Help! I Think I’m Falling in Love Over Zoom

I vowed to spend the coronavirus quarantine focused on looking inward and improving myself. Then I went on one virtual date and everything changed.

Help! I Think I’m Falling in Love Over Zoom

Lying comfortably on her back, Allie looks up into my eyes and graces me with another one of the big smiles that I’ve quickly grown to cherish since matching with her on the dating app Hinge last week. It’s our third date. The first two went exceedingly well, with seamless conversation uncovering like-minded worldviews, agreeable senses of humor, and even some respective vulnerabilities. By this point, as the third-date rule dictates, getting a little randy was natural.

“I was wondering how long it was going to take me to get you into bed,” I say, sparking a laugh, considering our current circumstances.

Indeed, this is the first time I’ve been welcomed into Allie’s bedroom, but this experience has only been made possible thanks to the magic of contemporary video-communication technology.

Such is courtship in the coronavirus quarantine of 2020.

“You look so good,” I say into my phone, also in bed, at my apartment in Queens. Allie, whose name has been altered here out of respect for her privacy, thanks me, miles away, from Brooklyn. Earlier this evening, in an attempt at normalcy, we each dined on home-cooked meals — chicken, rice and steamed broccoli in my case; pasta with Beyond Burger chunks in hers — while video-chatting on Zoom, dressing up as though we were meeting each other at a restaurant — I wore a blazer, shirt and tie, while she donned a Creamsicle-inspired spring dress and dangling earrings.

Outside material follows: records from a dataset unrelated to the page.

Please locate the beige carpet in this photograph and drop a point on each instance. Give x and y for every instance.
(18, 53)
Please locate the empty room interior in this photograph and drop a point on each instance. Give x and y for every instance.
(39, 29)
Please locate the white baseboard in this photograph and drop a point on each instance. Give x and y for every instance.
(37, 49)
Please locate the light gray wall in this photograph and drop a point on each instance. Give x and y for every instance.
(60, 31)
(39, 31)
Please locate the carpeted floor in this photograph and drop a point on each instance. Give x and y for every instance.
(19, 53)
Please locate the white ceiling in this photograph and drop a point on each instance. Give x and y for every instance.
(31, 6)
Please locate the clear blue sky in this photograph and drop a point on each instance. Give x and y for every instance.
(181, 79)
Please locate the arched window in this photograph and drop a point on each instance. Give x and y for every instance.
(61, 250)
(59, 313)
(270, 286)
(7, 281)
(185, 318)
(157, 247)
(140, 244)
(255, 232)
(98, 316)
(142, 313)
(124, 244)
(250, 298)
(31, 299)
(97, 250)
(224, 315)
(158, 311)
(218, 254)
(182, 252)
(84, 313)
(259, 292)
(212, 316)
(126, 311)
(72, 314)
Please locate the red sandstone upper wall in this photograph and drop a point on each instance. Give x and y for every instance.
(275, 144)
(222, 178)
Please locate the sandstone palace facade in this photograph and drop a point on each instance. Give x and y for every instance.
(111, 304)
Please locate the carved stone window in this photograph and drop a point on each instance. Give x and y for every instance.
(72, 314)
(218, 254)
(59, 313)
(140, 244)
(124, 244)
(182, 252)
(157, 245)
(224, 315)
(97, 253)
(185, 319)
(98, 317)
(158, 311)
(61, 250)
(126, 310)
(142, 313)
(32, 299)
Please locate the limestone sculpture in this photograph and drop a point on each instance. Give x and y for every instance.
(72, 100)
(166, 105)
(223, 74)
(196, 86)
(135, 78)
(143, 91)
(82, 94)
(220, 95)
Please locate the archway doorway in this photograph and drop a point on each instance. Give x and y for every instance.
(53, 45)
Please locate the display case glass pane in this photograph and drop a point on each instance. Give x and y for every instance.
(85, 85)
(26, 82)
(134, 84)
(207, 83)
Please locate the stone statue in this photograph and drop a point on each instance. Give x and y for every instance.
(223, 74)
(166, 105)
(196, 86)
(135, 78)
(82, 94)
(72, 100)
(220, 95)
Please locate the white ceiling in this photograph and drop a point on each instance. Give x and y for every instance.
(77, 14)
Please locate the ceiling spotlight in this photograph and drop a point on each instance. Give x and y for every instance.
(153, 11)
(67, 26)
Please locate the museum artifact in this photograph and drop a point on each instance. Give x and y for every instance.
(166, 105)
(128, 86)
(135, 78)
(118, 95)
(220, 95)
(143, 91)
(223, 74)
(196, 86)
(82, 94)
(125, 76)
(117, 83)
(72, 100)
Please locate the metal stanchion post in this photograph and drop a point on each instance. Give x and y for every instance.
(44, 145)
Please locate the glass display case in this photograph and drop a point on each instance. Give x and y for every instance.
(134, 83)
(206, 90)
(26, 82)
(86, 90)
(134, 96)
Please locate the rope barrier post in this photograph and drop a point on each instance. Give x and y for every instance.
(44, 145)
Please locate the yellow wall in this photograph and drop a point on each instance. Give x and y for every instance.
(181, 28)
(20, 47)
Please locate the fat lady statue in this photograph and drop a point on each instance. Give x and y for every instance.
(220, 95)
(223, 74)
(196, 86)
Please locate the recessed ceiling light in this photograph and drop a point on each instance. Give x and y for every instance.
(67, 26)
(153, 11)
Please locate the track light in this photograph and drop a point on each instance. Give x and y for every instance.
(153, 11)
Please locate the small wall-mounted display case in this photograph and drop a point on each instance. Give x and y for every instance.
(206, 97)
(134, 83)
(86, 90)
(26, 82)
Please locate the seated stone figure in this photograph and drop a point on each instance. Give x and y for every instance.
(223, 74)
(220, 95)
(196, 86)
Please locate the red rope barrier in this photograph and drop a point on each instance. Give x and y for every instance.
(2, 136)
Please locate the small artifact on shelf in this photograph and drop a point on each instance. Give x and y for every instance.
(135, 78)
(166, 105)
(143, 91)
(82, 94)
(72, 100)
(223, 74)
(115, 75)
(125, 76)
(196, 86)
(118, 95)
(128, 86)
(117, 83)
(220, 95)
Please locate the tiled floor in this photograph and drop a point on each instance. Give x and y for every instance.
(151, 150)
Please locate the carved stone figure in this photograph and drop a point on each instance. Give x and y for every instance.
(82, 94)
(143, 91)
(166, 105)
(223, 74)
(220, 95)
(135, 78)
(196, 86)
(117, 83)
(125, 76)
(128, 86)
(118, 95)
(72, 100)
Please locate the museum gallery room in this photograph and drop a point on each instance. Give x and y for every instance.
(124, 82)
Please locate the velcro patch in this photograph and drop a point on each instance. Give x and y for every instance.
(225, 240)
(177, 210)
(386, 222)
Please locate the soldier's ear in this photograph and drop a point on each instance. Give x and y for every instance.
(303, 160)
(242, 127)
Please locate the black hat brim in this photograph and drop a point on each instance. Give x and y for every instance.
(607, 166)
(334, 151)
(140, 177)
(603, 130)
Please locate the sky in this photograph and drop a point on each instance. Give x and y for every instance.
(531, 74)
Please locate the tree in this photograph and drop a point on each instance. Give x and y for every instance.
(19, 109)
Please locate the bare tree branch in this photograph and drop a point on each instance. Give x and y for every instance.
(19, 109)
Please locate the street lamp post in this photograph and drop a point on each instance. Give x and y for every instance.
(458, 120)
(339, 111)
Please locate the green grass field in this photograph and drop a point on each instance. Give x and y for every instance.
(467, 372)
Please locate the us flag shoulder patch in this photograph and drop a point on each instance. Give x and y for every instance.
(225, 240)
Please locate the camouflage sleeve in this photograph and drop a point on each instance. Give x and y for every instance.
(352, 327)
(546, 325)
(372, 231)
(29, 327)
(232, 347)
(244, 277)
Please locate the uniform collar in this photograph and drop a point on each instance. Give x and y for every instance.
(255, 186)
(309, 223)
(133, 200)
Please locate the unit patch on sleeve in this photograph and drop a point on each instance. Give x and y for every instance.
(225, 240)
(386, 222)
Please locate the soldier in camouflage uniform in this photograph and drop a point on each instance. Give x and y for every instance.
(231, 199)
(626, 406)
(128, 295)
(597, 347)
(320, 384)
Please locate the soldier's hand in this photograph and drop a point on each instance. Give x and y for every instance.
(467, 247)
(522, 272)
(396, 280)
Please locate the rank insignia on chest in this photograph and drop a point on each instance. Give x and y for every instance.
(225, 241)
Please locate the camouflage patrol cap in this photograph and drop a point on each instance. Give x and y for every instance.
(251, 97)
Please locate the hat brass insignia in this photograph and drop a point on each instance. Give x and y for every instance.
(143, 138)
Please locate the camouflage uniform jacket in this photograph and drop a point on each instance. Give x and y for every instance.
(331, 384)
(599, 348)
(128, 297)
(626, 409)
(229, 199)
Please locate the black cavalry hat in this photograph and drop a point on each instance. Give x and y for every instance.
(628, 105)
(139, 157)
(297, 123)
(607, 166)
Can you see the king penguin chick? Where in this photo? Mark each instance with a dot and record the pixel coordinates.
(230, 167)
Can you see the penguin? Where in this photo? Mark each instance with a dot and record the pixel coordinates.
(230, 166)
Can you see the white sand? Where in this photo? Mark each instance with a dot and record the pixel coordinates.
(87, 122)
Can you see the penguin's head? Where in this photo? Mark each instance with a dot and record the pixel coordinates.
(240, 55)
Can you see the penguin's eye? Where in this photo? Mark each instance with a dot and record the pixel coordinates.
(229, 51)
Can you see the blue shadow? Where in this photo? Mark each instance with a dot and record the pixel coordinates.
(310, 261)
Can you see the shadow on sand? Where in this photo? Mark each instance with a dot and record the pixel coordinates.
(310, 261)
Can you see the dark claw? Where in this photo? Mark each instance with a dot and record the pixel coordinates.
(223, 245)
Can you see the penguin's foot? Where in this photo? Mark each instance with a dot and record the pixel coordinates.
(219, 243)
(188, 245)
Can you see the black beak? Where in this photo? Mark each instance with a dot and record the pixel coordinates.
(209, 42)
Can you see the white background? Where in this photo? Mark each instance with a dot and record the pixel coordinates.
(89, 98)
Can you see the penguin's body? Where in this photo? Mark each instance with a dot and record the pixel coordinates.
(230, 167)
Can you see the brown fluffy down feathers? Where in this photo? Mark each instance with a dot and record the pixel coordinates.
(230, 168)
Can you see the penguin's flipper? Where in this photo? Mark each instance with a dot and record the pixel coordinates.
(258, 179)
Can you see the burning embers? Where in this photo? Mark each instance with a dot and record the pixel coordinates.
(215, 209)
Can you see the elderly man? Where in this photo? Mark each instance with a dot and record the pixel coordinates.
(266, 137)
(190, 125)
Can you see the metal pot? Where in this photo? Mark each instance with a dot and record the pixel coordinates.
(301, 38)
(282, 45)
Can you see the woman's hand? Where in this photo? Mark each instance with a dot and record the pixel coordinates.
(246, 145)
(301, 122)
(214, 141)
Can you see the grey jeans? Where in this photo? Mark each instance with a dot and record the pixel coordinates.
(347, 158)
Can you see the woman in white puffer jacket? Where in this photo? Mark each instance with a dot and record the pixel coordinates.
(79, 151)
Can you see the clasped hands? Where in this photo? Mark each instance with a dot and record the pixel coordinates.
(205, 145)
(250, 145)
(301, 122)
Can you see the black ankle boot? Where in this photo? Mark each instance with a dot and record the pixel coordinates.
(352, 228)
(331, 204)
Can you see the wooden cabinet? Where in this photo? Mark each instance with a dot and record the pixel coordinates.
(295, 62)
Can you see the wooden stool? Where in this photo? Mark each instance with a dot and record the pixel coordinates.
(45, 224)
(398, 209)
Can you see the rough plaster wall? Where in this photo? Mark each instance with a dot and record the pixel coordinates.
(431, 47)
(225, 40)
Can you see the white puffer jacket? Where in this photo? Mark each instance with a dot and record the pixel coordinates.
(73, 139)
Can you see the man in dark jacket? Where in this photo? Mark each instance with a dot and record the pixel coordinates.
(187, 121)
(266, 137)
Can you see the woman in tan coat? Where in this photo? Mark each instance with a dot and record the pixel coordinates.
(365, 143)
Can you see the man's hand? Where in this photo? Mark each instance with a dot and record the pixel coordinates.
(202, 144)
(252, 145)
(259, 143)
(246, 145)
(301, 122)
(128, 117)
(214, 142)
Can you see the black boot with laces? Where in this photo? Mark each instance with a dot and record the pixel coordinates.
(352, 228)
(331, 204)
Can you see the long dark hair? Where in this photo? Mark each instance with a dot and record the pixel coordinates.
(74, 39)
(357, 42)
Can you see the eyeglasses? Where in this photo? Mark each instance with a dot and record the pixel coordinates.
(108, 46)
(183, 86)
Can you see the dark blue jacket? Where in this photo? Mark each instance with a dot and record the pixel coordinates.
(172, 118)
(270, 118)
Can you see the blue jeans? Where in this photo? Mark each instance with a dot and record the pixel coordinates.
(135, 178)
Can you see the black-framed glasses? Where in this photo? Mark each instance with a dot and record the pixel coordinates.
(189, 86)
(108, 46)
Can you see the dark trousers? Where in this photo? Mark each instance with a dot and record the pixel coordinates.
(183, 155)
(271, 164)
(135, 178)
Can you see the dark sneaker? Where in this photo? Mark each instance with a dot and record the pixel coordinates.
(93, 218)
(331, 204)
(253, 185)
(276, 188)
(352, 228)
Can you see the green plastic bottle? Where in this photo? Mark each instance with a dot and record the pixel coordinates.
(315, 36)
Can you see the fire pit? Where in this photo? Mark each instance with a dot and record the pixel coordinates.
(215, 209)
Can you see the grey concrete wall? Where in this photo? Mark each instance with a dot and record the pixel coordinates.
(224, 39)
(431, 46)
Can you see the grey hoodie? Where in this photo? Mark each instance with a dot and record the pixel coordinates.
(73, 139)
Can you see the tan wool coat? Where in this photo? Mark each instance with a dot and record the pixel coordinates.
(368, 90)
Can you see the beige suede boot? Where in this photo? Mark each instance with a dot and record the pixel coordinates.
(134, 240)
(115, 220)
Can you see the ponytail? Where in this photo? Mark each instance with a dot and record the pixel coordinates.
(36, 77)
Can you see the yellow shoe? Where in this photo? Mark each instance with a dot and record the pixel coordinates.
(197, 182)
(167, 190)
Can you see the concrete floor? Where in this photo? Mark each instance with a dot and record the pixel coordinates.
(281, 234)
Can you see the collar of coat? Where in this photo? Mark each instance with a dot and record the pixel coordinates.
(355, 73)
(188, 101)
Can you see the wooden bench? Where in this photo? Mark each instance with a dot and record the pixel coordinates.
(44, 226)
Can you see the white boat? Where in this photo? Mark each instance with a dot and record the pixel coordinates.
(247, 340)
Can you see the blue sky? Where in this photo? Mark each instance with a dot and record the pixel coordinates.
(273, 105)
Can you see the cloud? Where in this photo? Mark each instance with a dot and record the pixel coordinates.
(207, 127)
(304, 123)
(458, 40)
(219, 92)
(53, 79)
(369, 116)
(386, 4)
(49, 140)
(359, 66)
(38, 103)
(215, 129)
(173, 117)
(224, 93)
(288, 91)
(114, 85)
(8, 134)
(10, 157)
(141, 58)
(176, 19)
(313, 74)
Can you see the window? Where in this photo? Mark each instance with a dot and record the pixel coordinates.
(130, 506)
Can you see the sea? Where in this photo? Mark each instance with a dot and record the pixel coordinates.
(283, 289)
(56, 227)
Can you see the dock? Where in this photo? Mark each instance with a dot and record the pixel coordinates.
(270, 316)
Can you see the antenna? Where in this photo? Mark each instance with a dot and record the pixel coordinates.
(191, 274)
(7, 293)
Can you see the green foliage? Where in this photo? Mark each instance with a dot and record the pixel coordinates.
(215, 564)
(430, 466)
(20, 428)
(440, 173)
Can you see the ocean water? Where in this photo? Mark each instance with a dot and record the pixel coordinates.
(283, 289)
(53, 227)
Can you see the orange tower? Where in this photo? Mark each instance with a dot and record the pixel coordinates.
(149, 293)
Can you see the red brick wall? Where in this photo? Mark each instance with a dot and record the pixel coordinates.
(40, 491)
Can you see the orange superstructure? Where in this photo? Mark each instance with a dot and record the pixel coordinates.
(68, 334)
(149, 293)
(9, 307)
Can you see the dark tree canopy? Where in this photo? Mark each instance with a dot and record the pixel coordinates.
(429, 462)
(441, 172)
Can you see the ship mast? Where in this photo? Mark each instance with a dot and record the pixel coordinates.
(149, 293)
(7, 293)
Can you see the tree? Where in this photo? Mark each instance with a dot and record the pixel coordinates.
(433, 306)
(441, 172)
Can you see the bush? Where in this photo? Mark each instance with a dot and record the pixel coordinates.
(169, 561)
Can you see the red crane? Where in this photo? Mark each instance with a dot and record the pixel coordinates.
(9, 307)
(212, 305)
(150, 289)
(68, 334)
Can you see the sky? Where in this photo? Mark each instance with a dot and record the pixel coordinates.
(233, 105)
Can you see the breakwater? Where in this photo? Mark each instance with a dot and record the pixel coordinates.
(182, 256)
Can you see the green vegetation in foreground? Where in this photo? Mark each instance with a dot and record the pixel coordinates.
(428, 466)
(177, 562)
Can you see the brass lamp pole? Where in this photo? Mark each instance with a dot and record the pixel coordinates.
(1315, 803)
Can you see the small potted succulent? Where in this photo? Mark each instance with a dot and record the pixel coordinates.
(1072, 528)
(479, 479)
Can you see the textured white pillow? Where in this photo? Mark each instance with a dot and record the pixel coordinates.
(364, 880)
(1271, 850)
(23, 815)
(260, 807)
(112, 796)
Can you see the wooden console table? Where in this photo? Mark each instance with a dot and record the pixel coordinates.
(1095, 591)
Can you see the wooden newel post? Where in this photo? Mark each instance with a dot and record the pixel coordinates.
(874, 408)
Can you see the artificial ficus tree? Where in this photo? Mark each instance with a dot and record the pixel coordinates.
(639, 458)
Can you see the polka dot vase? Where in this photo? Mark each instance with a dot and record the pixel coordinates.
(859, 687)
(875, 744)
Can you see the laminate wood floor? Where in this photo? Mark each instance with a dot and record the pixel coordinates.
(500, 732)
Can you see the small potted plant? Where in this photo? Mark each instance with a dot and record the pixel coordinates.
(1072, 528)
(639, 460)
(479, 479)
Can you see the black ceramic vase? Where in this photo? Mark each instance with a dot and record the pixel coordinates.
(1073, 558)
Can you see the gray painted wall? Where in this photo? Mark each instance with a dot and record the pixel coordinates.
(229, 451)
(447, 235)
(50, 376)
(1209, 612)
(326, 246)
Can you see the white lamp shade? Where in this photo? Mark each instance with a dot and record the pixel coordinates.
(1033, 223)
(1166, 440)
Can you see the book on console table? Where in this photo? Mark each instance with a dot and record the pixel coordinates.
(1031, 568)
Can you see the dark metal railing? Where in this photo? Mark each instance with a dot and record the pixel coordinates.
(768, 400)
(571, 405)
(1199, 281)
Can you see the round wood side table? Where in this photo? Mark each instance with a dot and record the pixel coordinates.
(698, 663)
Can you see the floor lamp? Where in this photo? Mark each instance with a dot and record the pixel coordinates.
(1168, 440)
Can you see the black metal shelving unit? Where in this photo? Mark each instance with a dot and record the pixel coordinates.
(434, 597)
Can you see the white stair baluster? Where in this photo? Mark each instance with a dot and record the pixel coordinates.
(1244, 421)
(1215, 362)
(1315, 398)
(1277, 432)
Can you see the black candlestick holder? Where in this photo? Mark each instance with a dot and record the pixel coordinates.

Now, over FaceTime, the conversation turns to sex, and our possible compatibility in that arena. About five minutes in, it becomes apparent we are, in fact, very compatible in that arena.

We disclose some sexual predilections that, like our political perspectives, are in lockstep. 

It somehow feels as though heat is being exchanged between our screens, almost no different than if we were lying next to each other. When I ask Allie to unbutton the top of her dress — a wish she dutifully grants — it happens with effortless spontaneity, like all of our other interactions. Driven by the evidence that Allie’s obviously into me, and the fact that we’re only on video chat, an unusual amount of self-confidence flows through me. I can almost play out the prospective, intimate next steps in my mind from muscle memory, the only hindrance being the smartphone in my hand. 

I begin to tell her “I’m so turned on right now.”

But she doesn’t hear the whole sentence. My screen goes black.

Fuck. I realize I’ve made the rookie mistake of not charging my phone during a third virtual date — perhaps the equivalent of forgetting to bring a condom to one “in real life.”

By the time my battery recovers, the mood is shot, but for the most part I don’t mind. I probably shouldn’t have ventured into that territory to begin with.

I had made a promise to myself that during quarantine I’d do a better job of working on myself, of sitting with my feelings, no matter how sad or worrisome they might become. Across nearly six years of talk therapy — to treat an anxiety disorder and depression — I’ve learned that mentally remaining in the present moment, or “practicing mindfulness,” helps reduce my stress levels. But I’ve also learned just how difficult such an exercise is for me. One of the ways I’ve taken myself out of the moment in the past is through dating, and trying to locate self-worth through the eyes of a woman who’s into me, regardless of my true feelings for her. Staying present during the pandemic would be a great test, and one I believed I could gain much from if I set my mind to it. So, in some ways, I was looking forward to alone time.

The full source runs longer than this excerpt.